Untuk mengukur besarnya kejutan, trader umumnya menggunakan selisih antara CPI aktual dan konsensus pasar. Setelah data diumumkan, pasar biasanya merespons melalui perubahan imbal hasil obligasi pemerintah AS berjangka pendek sebelum akhirnya memengaruhi pergerakan dolar AS dan sentimen investor.

Dalam praktiknya, reaksi pasar setelah rilis CPI berlangsung dalam tiga fase. Tahap pertama merupakan respons cepat yang didominasi perdagangan algoritmik beberapa detik setelah data diumumkan. Selanjutnya, pelaku pasar mulai mengevaluasi komponen inflasi inti dan pergerakan imbal hasil obligasi selama sekitar 15 hingga 60 menit. Setelah itu, tren harga akan berlanjut atau justru berbalik arah bergantung pada interpretasi pasar.

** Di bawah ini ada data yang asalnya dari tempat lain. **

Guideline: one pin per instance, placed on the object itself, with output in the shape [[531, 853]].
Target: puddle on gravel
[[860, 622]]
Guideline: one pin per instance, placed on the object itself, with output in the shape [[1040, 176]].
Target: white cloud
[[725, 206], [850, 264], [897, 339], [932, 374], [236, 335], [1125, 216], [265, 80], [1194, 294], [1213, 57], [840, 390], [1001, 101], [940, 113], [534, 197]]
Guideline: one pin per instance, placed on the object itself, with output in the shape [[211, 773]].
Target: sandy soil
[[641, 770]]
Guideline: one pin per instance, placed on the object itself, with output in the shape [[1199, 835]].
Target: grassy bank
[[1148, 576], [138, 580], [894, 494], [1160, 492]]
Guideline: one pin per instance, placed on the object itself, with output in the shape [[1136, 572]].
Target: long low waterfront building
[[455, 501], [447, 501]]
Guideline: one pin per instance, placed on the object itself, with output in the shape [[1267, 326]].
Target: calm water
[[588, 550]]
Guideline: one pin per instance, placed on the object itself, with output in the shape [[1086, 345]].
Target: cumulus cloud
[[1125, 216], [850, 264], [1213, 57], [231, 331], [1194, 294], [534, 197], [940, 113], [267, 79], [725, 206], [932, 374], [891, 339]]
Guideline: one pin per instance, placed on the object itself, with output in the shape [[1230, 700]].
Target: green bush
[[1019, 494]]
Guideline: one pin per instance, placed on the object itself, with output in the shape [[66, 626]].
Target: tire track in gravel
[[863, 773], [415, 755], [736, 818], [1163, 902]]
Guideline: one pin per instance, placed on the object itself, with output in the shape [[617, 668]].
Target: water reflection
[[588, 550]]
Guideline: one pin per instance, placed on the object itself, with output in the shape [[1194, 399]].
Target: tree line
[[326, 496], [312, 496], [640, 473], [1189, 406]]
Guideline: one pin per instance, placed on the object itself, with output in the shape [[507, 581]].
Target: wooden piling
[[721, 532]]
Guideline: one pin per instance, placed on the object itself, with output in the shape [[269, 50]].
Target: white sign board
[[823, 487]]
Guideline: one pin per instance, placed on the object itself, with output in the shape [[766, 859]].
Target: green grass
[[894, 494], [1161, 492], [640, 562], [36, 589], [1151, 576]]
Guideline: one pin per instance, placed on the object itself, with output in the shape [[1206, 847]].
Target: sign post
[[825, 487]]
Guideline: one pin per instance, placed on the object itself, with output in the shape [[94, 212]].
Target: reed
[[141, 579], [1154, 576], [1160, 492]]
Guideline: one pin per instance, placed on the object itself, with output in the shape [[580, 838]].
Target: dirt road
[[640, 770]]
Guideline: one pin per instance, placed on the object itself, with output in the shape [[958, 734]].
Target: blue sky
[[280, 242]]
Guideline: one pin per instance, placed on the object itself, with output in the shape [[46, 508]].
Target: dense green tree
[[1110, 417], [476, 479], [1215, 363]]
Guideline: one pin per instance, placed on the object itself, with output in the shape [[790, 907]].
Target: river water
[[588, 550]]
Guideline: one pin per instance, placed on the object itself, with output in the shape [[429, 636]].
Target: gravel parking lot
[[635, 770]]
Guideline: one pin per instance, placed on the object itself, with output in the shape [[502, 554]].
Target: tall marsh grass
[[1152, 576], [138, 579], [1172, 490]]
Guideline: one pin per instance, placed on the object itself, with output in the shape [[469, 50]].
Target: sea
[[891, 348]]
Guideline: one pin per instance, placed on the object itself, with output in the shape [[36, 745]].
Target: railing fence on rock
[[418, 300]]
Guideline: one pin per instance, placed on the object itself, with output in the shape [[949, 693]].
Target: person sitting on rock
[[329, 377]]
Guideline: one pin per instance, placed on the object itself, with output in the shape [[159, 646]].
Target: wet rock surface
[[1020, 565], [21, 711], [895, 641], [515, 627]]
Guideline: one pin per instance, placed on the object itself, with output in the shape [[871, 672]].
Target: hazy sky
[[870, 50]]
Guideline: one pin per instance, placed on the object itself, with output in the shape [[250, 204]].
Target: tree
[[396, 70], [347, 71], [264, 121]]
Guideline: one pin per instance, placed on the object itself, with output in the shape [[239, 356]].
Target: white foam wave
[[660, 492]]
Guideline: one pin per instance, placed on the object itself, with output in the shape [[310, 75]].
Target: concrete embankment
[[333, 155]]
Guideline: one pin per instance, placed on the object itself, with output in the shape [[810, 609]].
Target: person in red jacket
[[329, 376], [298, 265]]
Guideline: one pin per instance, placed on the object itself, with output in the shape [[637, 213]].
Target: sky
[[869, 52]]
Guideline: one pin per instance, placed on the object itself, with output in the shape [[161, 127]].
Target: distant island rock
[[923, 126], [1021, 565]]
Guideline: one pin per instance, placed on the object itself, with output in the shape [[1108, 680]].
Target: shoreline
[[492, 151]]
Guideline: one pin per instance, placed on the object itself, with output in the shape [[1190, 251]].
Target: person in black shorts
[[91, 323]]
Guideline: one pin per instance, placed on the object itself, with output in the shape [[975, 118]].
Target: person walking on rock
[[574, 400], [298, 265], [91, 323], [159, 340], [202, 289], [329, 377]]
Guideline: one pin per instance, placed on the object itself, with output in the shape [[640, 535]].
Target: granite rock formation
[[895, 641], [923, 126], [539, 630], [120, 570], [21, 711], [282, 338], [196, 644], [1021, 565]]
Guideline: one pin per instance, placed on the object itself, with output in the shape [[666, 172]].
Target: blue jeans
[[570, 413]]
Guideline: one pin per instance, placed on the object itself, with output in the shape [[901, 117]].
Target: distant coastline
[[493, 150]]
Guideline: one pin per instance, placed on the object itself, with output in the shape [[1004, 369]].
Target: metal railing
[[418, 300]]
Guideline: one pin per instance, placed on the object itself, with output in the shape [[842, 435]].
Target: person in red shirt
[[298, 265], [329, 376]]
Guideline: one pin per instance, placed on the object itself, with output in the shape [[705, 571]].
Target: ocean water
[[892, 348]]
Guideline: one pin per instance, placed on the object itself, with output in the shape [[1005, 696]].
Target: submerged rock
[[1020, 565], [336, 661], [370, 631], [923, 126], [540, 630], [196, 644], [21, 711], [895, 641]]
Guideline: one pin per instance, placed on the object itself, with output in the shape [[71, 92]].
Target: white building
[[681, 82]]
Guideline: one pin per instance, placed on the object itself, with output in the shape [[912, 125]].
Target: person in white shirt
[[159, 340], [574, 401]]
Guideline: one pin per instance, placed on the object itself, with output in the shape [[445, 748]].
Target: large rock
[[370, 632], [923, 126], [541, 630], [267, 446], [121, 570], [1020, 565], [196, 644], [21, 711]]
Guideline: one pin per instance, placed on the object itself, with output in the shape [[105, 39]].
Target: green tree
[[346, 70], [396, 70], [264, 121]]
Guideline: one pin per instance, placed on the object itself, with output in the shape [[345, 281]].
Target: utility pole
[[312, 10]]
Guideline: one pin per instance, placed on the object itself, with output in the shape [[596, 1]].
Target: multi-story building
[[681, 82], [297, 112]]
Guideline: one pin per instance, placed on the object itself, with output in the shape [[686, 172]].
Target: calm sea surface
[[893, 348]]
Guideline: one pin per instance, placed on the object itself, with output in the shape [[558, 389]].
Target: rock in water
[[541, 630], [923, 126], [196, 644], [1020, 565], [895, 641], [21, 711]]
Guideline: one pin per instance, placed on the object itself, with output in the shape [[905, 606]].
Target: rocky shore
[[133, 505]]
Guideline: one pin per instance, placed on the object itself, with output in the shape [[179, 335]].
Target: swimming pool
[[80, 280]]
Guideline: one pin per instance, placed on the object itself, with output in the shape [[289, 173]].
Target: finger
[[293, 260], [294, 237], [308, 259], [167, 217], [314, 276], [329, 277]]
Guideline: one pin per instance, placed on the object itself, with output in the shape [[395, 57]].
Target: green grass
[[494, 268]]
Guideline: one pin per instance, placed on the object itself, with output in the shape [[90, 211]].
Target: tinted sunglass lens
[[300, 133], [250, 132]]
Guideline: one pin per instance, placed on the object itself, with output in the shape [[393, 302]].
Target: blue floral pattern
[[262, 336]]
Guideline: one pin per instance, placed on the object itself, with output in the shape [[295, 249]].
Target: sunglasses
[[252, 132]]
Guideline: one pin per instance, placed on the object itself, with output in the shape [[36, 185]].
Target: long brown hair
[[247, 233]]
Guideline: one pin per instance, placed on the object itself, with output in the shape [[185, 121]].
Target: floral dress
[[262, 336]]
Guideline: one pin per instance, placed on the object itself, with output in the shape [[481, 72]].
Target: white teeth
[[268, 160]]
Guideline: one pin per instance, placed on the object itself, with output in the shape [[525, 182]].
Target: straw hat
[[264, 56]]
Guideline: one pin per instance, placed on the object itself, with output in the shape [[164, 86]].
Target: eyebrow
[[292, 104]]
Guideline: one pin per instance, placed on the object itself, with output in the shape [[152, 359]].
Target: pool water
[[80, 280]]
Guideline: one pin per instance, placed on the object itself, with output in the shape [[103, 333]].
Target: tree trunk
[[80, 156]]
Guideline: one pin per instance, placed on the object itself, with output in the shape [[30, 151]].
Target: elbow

JustMarkets menilai terdapat dua strategi yang umum digunakan trader saat rilis CPI, yakni pendekatan momentum yang mengikuti arah pergerakan setelah data dikonfirmasi, serta pendekatan fade yang memanfaatkan potensi pembalikan harga ketika reaksi awal dinilai berlebihan.

Meski demikian, perusahaan mengingatkan bahwa perdagangan saat rilis data inflasi memiliki tingkat risiko yang tinggi akibat pelebaran spread dan potensi slippage. Karena itu, pengelolaan risiko tetap menjadi faktor utama dalam menghadapi volatilitas pasar yang meningkat selama publikasi data ekonomi penting tersebut.